Anti-nuclear group finds little hope in NRC, presidential race

Group members met with legislators on Thursday and held a rally at the Capitol. Green Party presidential candidate Jill Stein spoke during the Friday protest at the NRC’s Rockville, Md., headquarters.

Eliot Brenner, an NRC spokesman, told The Hill on Friday that the agency had been aware of the protest for several weeks.

“The NRC is an independent regulatory agency whose 4,000 dedicated employees have but one job — to protect people and the environment — and we always welcome hearing from all interested parties,” Brenner said.


Leonardi said the group wants to immediately decommission the nation’s 23 Mark 1 reactors, which are the same variety that melted down at Japan’s Fukushima Daiichi plant in March 2011. It wants to then work on a complete phaseout of nuclear energy.

Nuclear energy has picked up a bit of steam in Congress.

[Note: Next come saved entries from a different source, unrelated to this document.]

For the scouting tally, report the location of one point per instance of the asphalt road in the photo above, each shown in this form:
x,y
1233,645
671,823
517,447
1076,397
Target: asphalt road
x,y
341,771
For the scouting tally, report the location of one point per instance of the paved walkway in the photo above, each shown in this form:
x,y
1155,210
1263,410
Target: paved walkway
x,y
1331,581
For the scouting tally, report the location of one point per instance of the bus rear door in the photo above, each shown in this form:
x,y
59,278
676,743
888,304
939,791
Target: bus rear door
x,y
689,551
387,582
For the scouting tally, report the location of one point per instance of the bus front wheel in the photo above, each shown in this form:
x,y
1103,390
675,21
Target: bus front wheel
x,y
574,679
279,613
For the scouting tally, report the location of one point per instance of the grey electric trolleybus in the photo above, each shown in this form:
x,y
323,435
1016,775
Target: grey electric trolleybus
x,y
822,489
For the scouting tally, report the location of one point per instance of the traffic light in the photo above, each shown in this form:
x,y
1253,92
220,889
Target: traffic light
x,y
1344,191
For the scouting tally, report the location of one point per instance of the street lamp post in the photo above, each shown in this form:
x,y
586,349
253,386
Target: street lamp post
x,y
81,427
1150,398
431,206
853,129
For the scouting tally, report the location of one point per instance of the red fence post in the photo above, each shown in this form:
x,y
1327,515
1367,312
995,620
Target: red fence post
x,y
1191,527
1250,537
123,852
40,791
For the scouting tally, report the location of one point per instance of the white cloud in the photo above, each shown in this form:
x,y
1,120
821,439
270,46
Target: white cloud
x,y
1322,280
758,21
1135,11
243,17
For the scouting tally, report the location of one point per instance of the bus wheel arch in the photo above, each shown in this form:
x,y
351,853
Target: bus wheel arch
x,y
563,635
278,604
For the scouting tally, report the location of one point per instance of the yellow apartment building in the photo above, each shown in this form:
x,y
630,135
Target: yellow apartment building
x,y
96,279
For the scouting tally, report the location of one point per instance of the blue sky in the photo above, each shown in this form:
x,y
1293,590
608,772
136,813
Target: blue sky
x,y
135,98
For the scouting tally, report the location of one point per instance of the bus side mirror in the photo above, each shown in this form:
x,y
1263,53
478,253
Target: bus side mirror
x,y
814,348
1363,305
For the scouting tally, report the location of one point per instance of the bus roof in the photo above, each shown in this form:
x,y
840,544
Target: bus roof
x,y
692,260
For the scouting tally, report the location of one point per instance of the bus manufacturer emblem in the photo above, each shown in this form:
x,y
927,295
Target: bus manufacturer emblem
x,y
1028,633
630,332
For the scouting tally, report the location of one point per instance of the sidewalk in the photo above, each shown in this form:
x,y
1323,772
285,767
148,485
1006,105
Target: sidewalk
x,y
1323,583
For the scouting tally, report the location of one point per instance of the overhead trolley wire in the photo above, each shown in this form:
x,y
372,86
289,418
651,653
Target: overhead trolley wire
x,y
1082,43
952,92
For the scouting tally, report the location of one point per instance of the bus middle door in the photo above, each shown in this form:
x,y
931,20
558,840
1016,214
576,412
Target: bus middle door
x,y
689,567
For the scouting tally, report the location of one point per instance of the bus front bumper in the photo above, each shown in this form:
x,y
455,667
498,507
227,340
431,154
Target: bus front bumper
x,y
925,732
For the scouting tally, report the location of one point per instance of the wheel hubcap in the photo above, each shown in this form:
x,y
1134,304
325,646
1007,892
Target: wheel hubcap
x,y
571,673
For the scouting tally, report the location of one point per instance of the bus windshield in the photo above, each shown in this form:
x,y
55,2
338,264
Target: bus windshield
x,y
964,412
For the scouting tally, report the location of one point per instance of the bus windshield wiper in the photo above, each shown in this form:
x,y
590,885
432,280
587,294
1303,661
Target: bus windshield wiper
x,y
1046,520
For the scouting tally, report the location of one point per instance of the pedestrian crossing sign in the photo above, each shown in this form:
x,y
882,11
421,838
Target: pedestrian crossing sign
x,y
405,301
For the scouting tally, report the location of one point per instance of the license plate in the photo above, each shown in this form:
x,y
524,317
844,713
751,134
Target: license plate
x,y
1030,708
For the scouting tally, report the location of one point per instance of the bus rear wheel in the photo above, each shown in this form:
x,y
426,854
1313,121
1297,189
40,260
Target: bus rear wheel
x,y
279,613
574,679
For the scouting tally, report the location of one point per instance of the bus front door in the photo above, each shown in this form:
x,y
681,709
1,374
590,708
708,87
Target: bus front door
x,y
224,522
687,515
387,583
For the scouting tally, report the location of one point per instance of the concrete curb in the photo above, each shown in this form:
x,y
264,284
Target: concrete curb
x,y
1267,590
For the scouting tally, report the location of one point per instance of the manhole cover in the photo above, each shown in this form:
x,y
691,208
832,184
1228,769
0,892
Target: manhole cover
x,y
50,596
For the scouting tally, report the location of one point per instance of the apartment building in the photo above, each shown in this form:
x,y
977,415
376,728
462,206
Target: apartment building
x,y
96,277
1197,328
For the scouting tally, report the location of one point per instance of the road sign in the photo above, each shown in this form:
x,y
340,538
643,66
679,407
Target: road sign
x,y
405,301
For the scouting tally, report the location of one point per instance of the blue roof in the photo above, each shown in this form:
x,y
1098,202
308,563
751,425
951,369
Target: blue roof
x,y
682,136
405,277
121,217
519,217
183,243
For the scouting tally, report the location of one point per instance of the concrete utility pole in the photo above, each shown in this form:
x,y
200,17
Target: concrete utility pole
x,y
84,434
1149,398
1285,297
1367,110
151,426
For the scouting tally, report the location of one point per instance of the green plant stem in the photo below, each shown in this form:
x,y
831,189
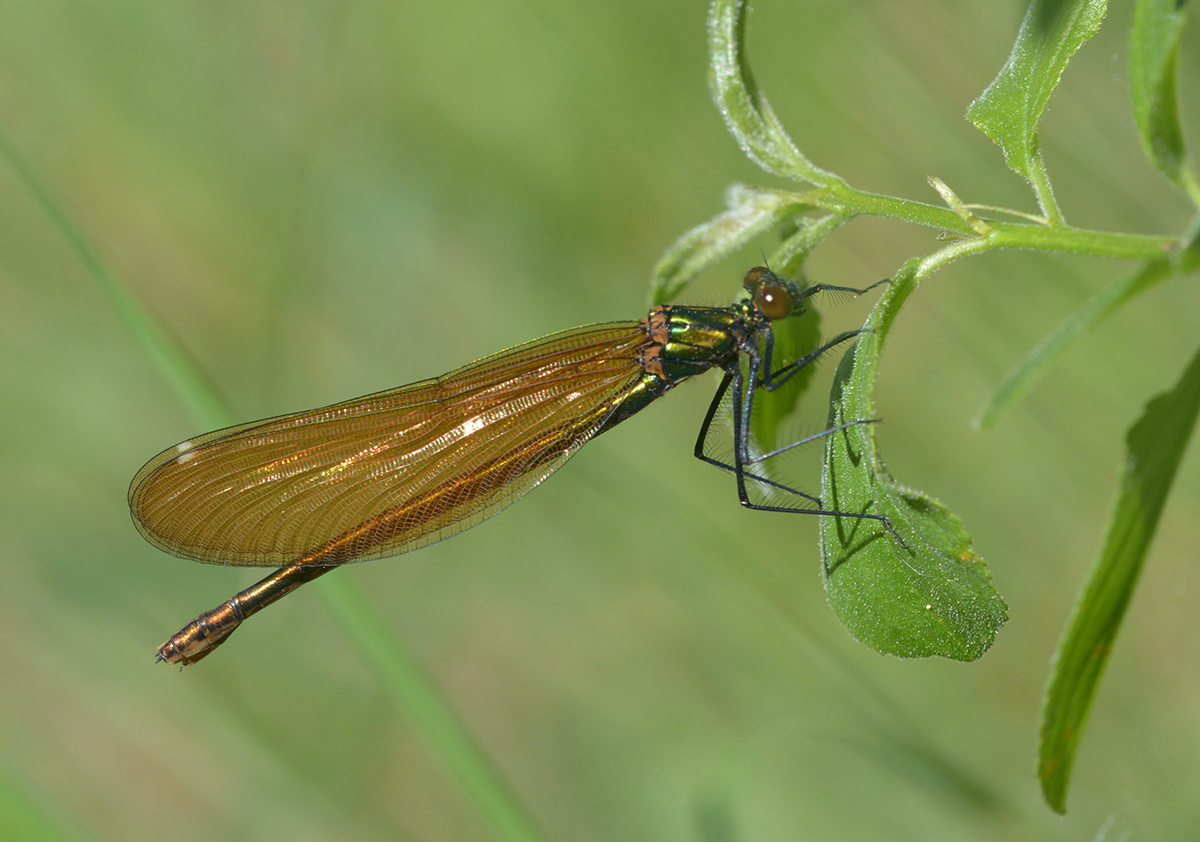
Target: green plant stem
x,y
1041,182
1051,236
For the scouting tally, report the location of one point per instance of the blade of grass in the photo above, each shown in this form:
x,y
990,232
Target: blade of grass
x,y
409,686
29,817
1156,444
1029,372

Members of the Senate Committee on Energy and Natural Resources are increasingly optimistic about its chances of pushing through a nuclear waste management bill next session.

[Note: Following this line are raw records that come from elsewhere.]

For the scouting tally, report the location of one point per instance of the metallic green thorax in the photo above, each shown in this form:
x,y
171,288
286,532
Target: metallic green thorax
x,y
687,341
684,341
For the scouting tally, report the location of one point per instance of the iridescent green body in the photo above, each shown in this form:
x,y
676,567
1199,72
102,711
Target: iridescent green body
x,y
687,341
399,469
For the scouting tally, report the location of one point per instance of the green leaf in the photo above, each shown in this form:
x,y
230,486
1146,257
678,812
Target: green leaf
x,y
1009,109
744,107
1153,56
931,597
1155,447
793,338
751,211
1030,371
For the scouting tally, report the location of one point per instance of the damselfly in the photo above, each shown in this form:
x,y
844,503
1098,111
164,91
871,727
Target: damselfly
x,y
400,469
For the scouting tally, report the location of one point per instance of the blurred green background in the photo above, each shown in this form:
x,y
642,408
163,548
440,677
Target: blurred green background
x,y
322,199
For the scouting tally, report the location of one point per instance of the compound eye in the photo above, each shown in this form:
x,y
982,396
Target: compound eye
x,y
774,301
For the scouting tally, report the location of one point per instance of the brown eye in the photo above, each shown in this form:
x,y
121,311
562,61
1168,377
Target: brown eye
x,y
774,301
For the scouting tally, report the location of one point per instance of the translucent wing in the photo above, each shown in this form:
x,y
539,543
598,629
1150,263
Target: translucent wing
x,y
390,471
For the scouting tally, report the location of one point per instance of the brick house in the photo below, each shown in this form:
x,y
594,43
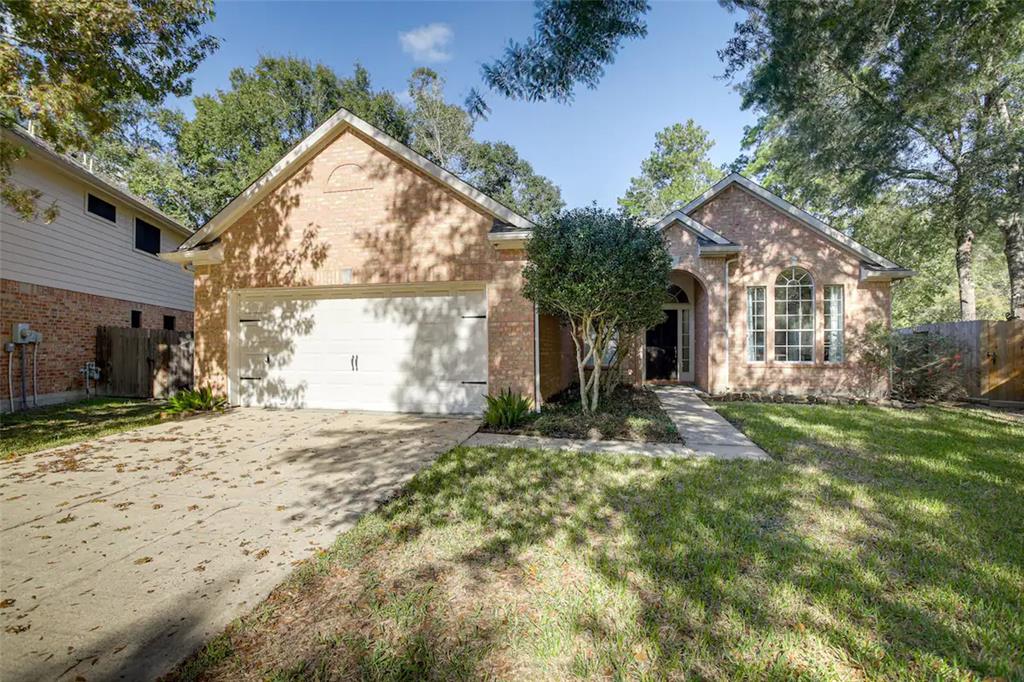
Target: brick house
x,y
357,274
95,264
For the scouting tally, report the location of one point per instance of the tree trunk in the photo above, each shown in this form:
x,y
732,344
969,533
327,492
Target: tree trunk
x,y
965,268
1013,230
582,369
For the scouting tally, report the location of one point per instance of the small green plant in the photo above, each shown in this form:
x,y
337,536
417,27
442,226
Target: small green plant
x,y
507,410
193,399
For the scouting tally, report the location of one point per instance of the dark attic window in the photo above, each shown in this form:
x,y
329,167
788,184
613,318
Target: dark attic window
x,y
103,209
146,237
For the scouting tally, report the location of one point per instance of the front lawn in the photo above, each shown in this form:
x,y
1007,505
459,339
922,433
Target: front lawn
x,y
58,425
879,544
630,414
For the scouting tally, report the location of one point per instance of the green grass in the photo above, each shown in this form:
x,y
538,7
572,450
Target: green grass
x,y
59,425
631,414
879,544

The Nuclear Energy Institute (NEI), an industry group, also is bullish on Congress passing a nuclear waste management bill next year.

NEI also is pleased with where nuclear sits in presidential politics. NEI said Monday that it feels Obama and GOP presidential candidate Mitt Romney are both champions for nuclear power.

Leonardi said the presidential race offers little hope for nuclear energy opponents. He noted Obama has a strong relationship with Exelon, a Chicago-based utility that owns the nation’s largest nuclear fleet. He added that Romney also supports nuclear power.

“It leaves us out of the game by the two major parties,” Leonardi said. “They’re not listening to us.”